Задумчивый Ярый и радостный Лекша кивнули головами.

- Вы ведь крещеные? Тогда вели, Чуб, кликнуть отца Онуфрия.

- А как же ты, атаман, у других клятву берешь? Не только же крещеные в лагере у тебя? – не удержался Лекша.

- На воде клянутся. На молоке. Лучше – на крови. Но многие потом в нашу веру переходят. Отец Онуфрий умеет с людьми разговаривать.

Пока ждали батюшку, атаман пригласил Лекшу и Чуба присесть за стол и плеснул всем из кувшина по чарке медовухи.

- Попробуйте. Наши бортники добрую медовуху варят. Мед здесь духмяный, целебный, недаром его купцы и для Орды, и для фрязов охотно у местных покупают. Говорят, сам их Папа, в Риме -городе очень этот душистый мед уважает. Раньше-то его только бродяги - бродники да башкиры продавали, теперь мы у них часть лесов с медовым промыслом себе забрали. Побузили сначала, но потом успокоились.  Если с нами в дружбе жить, мы им помогаем против набегов от кипчаков да ногаев.

Немного поговорили о прежней ратной службе в Орде. Выпили по второй чарке. Раскрасневшийся Чуб попытался, было, вставить слово, но Ухо его оборвал.

- Погоди, Чуб, ты мне еще толком не поведал, что ты с людьми в том лесу делал, где Ярого встретил. Я вас за другим делом посылал.

И бывший новгородский дружинник замолчал, искоса поглядывая на Ярого. Тот поддержал своего названного брата:

- И хорошо, что оказался. Мы погони ждали. Вот он нас и оберег. Видно, Бог послал.

- А какой погони? Набедокурили где? – насторожился Ухо.

И Ярый рассказал ему историю с похищением у баскака невесты Лекши. Почти всю историю. Это позабавило атамана.

- Так она пока не жена ему законная? Это поправимо. Отец Онуфрий их живо обвенчает. На свадьбе погуляем!

- Так она ж не крещеная, - робко возразил Лекша.

- Да еще и покрестим! Снова погуляем! Я ей крестным отцом стану! – атаману эта идея понравилась, и он налил еще по одной, - и приданое дам!

 

Неизвестно, да чего бы еще договорились уважаемые атаман, сотники да десятник, но в избу с крестным знамением вошел батюшка. В пыльной, сильно потертой рясе, на которой висел серебряный крест, с окладистой и почти седой бородой. Волосы были забраны под скуфейку, из-под которой сзади висел хвостик таких же белых волос. Был он высок, поджар и костист. Произнеся сильным и басовитым голосом – «Мир дому сему!», батюшка подошел к столу и глядя не столько на атамана, сколько на кувшин с медовухой, изрек;

- Здорово, атаман! Чего звал, от молитвы оторвал?

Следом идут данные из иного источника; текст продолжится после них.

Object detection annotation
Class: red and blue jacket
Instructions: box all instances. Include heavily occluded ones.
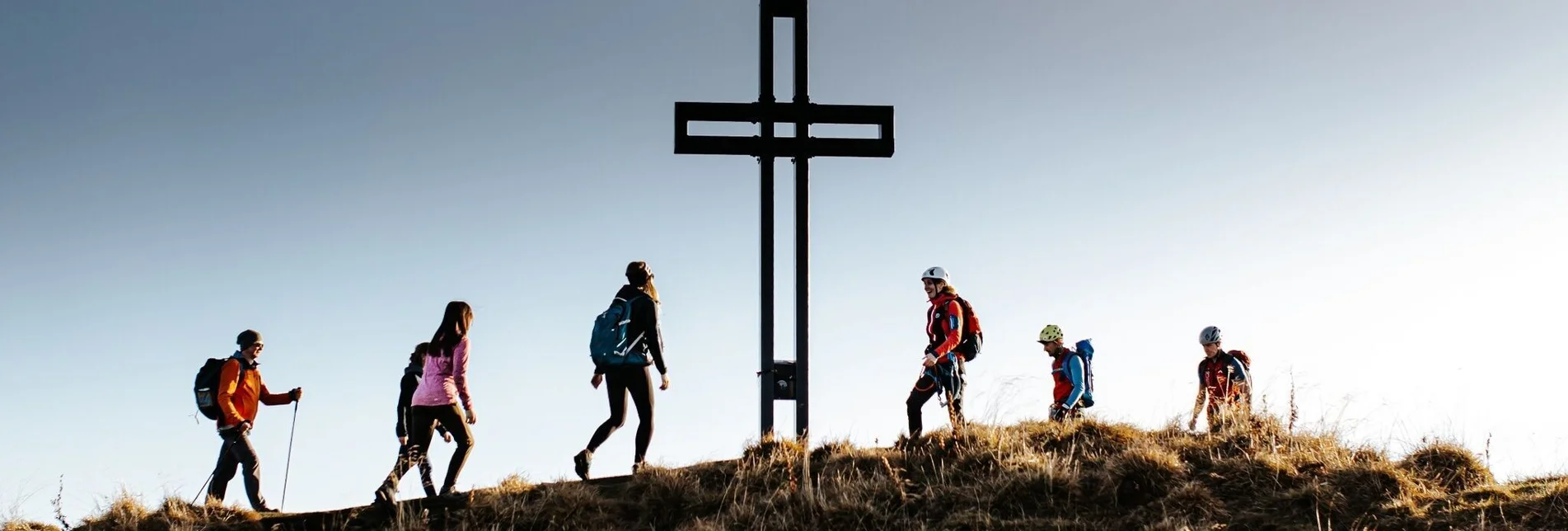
[925,294,964,363]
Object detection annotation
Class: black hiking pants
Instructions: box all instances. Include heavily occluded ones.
[207,427,267,510]
[903,364,964,439]
[588,366,654,463]
[382,404,474,493]
[396,437,436,496]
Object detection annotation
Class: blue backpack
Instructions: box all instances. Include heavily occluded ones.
[588,297,648,366]
[1074,340,1094,406]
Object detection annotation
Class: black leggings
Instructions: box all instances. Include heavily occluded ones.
[588,366,654,463]
[384,404,474,493]
[903,364,964,439]
[207,427,267,510]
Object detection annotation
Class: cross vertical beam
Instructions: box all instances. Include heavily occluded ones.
[674,0,894,439]
[793,0,811,441]
[756,0,773,435]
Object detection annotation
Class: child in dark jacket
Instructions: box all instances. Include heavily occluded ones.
[396,342,452,496]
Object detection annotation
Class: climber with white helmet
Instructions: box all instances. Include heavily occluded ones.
[1187,327,1252,432]
[905,267,967,439]
[1038,325,1093,421]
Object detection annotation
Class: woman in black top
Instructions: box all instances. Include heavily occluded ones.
[396,342,452,496]
[573,262,670,479]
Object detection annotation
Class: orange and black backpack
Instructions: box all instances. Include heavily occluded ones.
[953,295,985,363]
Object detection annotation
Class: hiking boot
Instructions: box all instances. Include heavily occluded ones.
[373,484,396,510]
[573,449,592,481]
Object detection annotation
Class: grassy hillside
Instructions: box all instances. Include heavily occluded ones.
[7,418,1568,531]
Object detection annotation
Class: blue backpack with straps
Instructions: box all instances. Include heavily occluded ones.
[588,297,648,366]
[1074,340,1094,406]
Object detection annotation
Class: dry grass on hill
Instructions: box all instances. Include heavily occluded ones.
[5,416,1568,531]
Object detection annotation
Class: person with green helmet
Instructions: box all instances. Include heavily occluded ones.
[1037,325,1093,421]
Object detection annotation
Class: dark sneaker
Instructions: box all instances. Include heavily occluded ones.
[573,449,592,481]
[375,484,396,510]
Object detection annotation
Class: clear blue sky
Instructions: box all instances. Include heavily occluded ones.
[0,0,1568,519]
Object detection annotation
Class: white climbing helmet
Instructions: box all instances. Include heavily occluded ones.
[1198,327,1220,344]
[1040,325,1061,342]
[920,266,947,283]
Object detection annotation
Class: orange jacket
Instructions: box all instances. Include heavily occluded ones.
[925,294,967,363]
[218,357,290,427]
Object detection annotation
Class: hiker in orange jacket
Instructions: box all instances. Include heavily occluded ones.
[1187,327,1252,432]
[207,330,304,512]
[905,267,969,439]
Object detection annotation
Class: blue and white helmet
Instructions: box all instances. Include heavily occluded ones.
[1198,327,1220,344]
[920,266,948,283]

Атаман молча налил чарку медовухи и поднес ее святому отцу.

- Не побрезгуй, отец Онуфрий. За прием новых братьев! Да и к клятве их привести надо.

Держа одной рукой чарку, а второй разглаживая усы, батюшка сурово глянул на Лекшу и Ярого.

- Крещены ли? Веруете в Бога единого, спасителя нашего?

Оба достали из-под ворота рубах кресты, показали отцу Онуфрию и склонили головы. Тот, не торопясь, выцедил всю чарку, промокнул рукавом рясы рот и достал откуда-то из складок своей рясы книгу в затертом кожаном переплете с тисненным крестом.

- Клянитесь на Священном писании в верности братству нашему вольному и его атаману. Клянитесь биться за него до последней капли крови! Клянитесь жить по справедливости и выполнять решения войскового круга, приказы атамана и Божью волю!  И пусть смерть покарает вас, если нарушите эту клятву.

Положите руки на Писание и глагольте – Клянусь! Да какую руку, не одесную, а ошую! – видя, что Ярый с Лекшой потянули к Писанию правые руки, закричал батюшка, - не к сабле тянетесь, лешаки, а к слову Божию. Ошую руку надо, от сердца!

После того, как Ярый с Лекшей поклялись, отец Онуфрий успокоился и уж заговорил уже примирительно.

- И ко мне в церкву ходить не забывайте. А то кресты-то, небось, на вас при рождении повесили, а правил да обрядов наших не знаете. Креститься хоть умеете? А ну, перекреститесь! – увидев, как старательно Ярый с Лекшей перекрестились справа налево, батюшка совсем смягчился.

По-свойски присев к столу и выразительно взглянув на атамана Ухо и на кувшин с медовухой, спросил:

- А знаете ли, неучи, почему мы крестимся справа налево, за что и речемся православные, а латиняне осеняют себя крестом слева направо? – победно взглянув на недоуменных новых членов их степного вольного братства, отец Онуфрий лихо опростал чарку медовухи. Чуб с атаманом хитро улыбались, видимо, уже не раз слышавшие разгадку.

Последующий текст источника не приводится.